In my mind the definition of social entrepreneurship has been become somewhat of the catch-all phrase for “corporate do-gooder,” and it means different things to different people. I’ve learned that it’s more than that.
The Skoll Foundation that has endowed over a billion dollars to support social entrepreneur projects since 1999 and acknowledges that there are many different definitions of what constitutes social entrepreneurship but they use a definition as good as any:
“Social Entrepreneurship is the product of individuals, organizations, and networks that challenge conventional structures causing inadequate provision or unequal distribution of social and environmental goods by addressing these failures and identifying new opportunities for better alternatives.”
For me and other health equity advocates, a social entrepreneur represents a new kind of partner, who can be a critical part of the solution to eliminate racial and ethnic health disparities.
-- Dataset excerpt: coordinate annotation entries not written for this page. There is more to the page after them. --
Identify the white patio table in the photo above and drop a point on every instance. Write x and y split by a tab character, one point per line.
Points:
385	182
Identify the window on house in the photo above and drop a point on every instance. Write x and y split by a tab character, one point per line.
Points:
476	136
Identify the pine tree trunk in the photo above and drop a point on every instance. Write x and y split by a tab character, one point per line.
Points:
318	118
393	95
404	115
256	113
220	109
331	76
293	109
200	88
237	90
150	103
Social entrepreneurship is recognized as being an important ingredient of modern policy initiation. A social entrepreneur is a person that is capable “… to analyze, to envision, to communicate, to empathize, to enthuse, to advocate, to mediate, to enable and to empower” a wide range of disparate individuals and organizations.” (Catford, 1998)
In Connecticut, reSET is an organization that is committed to helping entrepreneurs leverage the power of the free market to create public good. The organization was founded by Kate Emery, founder and CEO of Walker Systems Support, an IT and web services firm that has been transformed to meet the social enterprise business model.
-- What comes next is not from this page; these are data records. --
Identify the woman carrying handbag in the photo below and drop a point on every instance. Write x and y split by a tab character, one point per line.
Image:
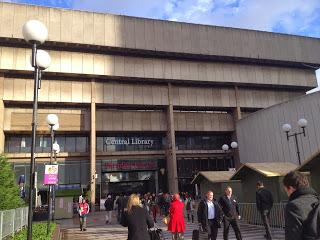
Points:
176	223
137	219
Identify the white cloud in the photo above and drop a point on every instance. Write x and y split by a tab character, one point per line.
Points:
289	16
318	79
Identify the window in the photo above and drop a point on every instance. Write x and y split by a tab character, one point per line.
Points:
22	143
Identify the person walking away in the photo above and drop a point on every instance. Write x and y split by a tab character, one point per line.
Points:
302	212
83	214
137	219
120	206
209	216
231	213
264	201
190	203
176	223
108	204
167	201
154	207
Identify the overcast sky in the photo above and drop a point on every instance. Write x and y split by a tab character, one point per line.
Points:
298	17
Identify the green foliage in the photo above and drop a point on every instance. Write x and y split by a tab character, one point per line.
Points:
39	232
9	190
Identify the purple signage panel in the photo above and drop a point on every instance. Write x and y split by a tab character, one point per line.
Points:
51	174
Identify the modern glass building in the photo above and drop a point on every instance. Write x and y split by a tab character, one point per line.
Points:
144	104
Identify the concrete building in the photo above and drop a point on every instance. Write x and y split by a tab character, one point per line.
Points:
271	174
143	103
312	165
268	142
217	181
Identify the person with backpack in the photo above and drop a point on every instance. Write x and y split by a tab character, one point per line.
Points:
302	212
264	201
190	208
83	211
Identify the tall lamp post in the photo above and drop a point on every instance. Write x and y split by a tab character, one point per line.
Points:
225	147
52	120
35	33
56	149
287	127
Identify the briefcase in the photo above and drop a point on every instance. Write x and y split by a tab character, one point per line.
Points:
199	235
156	234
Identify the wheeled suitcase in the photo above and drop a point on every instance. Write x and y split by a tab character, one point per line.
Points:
199	235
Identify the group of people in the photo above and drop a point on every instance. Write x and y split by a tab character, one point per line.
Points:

“Business is a powerful force that can be used for positive things,” Emery said in Hartford Business. “That includes creating jobs that solve community problems.”
This year reSET has taken on the issue of building “healthy communities” through a series of workshops, conversations and seminars that they refer to as a “Health & Access to Healthcare Design Lab.” The purpose of the “Design Lab” is to engage social entrepreneurs in the process of developing new, market-based solutions to Connecticut’s healthcare challenges.
Last week reSET partnered with the Connecticut Association of Directors of Health in a workshop called “Knowledge is Power: Measuring the Health of CT Communities.” Presenters shared the Health Equity Index, a first of its kind electronic tool that profiles and measures the social determinants that affect health and their correlations through community-specific health outcome scores and GIS (Geographic Information System) maps. While tools like the Health Equity Index continue to undergo important development, it can serve as an important source of inspiration for social entrepreneurs to address root causes of disparities.
The potential for social entrepreneurs to play an important role in addressing health disparities in Connecticut is there, but it’s clear that they will continue to need a supportive environment. reSET’s work is part of an ongoing effort to create this environment by engaging partners from the private and public sectors with the hope of seeding new ideas to move the needle on health equity in the state.